Egyptian, Classical, Ancient Near Eastern Art
Personal Arts under Amunhotep III
King Amunhotep III supported artisans and workshops that produced extraordinary personal arts.
The objects included faience, glass, and intricately designed pottery vessels and gold jewelry. Found in both domestic and funerary contexts, these luxury objects were prized by the living and often buried with their owners for use in the afterlife.
The opulence of these objects reflects the splendor and extravagance of the reign of Amunhotep III—the self-styled “Dazzling Sun Disk of All Lands,” who initiated monumental building programs and commissioned vast amounts of sculpture —and anticipates the flamboyant style of Tutankhamun’s time (circa 1332–1322 B.C.E.).
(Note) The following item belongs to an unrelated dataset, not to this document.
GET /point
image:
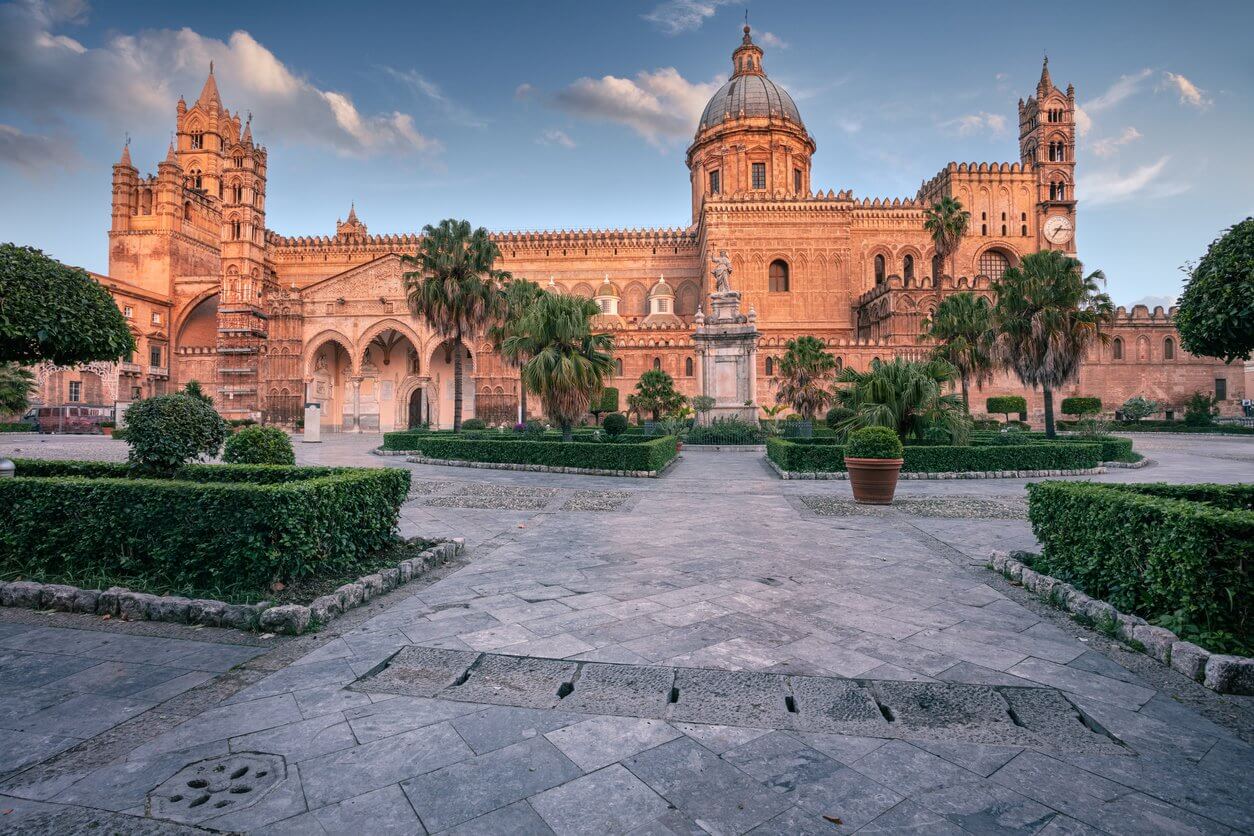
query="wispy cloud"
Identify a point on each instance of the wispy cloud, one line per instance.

All objects in this case date to the reign of Amunhotep III (circa 1390–1352 B.C.E.) unless otherwise indicated.
ca. 1336-1295 B.C.E.
late Dynasty 18
1 9/16 × 3 × 6 3/8 in. (4 × 7.6 × 16.2 cm) (show scale)
Charles Edwin Wilbour Fund
Semi-circular wooden toilet box with sliding lid and mushroom-shaped knob. Decorated with bands of leaves/fruit, and a block border, once inlaid with blue paste. Divided inside; 5 compartments.
This item is not on view
Cosmetic Box, ca. 1336-1295 B.C.E. Wood (acacia?), 1 9/16 × 3 × 6 3/8 in. (4 × 7.6 × 16.2 cm). Brooklyn Museum, Charles Edwin Wilbour Fund, 37.602E. Creative Commons-BY (Photo: Brooklyn Museum, 37.602E_SL1.jpg)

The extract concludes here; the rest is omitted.